Parkhurst Road made a further application in January 2016 for 96 homes, which Islington again rejected because the developer “failed to demonstrate that the proposed development will provide the maximum reasonable amount of affordable housing” and the lack of adequate section 106 obligations.

It again went unsuccessfully to appeal and then to court over the way the inspector dealt with the first issue.

In Parkhurst Road Ltd v Secretary of State for Communities And Local Government & Anor [2018] EWHC 991 (Admin) Holgate J said having examined land and sales values in the area “it is clear that the appeal proposal would not provide the maximum reasonable level of affordable housing in accordance with policies”.

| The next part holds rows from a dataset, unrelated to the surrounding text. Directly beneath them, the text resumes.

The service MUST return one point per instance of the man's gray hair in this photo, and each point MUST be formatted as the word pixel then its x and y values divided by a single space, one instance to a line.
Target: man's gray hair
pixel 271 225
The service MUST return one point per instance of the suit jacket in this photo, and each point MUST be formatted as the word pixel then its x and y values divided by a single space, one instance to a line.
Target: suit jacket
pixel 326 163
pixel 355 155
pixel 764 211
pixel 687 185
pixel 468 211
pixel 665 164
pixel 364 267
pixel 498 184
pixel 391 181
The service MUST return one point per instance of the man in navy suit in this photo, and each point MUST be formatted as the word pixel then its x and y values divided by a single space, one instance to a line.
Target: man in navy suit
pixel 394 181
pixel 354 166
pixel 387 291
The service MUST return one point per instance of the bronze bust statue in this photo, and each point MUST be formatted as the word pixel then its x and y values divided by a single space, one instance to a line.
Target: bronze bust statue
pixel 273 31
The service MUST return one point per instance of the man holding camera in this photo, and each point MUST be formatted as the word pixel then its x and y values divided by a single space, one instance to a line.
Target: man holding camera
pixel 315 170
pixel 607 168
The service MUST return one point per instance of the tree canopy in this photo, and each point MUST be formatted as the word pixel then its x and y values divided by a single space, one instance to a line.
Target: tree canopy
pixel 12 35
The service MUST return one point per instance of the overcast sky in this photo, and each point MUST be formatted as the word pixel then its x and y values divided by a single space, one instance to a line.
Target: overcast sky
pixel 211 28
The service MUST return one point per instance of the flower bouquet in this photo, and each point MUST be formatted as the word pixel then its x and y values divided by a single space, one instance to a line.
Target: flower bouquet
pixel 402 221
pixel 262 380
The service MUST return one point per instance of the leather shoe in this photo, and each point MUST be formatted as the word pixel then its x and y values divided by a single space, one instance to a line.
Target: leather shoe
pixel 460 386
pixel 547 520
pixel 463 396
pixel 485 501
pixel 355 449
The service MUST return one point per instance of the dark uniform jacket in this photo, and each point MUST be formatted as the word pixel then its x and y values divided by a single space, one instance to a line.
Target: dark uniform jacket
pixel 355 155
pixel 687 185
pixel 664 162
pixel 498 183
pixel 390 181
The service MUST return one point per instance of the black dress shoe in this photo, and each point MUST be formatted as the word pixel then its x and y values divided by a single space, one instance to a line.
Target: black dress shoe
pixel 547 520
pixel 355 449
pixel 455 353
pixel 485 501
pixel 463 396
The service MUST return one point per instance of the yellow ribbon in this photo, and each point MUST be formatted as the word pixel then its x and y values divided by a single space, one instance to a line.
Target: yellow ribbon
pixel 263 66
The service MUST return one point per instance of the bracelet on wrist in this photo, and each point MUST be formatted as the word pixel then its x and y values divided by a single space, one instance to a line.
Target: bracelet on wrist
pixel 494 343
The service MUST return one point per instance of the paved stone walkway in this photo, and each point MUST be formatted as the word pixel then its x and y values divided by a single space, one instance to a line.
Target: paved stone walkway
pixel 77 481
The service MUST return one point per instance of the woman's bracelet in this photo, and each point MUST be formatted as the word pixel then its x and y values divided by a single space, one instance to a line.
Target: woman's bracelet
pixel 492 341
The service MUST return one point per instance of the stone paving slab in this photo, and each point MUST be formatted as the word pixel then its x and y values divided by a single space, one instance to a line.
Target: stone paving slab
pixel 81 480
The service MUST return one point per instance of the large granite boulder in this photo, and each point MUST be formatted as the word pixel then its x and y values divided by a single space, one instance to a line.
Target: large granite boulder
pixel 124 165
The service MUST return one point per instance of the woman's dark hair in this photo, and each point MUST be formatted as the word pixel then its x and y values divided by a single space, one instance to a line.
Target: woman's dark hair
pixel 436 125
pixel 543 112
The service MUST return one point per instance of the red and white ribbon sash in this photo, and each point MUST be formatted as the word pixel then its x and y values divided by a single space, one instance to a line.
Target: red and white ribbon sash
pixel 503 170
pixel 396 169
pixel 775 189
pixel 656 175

He went on: “It is also important to ensure that new development is sustainable, delivering the maximum reasonable level of affordable housing in all cases so as to meet the needs of all.

“I note the appellant's position that no affordable housing will come forward if the development is refused planning permission but this argument could be applied to any residential case and is not justification for allowing development that does not properly meet policy requirements and objectives.”

Holgate J said the Royal Institution of Chartered Surveyors’ Professional Guidance: Financial Viability in Planning, issued with the Ministry of Housing, Communities and Local Government and the Royal Town Planning Institute, should address ‘circularity’ by which developers sought to recover excess purchase prices by reducing affordable housing provision.

He said: “It might be thought that an opportune moment has arrived for the RICS to consider revisiting the 2012 Guidance Note…to address any misunderstandings about market valuation concepts and techniques, the ‘circularity’ issue and any other problems…so as to help avoid protracted disputes of the kind we have seen in the present case and achieve more efficient decision-making.”

The judge said the High Court was “not the appropriate forum for resolving issues of the kind” and hoped no court in future would be asked to look at such detailed valuation material as he had.

An Islington spokesperson said: “We are delighted by the High Court judgement. This decision reinforces Islington council’s long standing position that developers should abide by the councils’ planning guidelines – rather than overpaying for land and then trying to bypass our affordable housing requirements.

“There is a shortage of good quality, genuinely affordable housing in Islington and a significant unmet housing need.”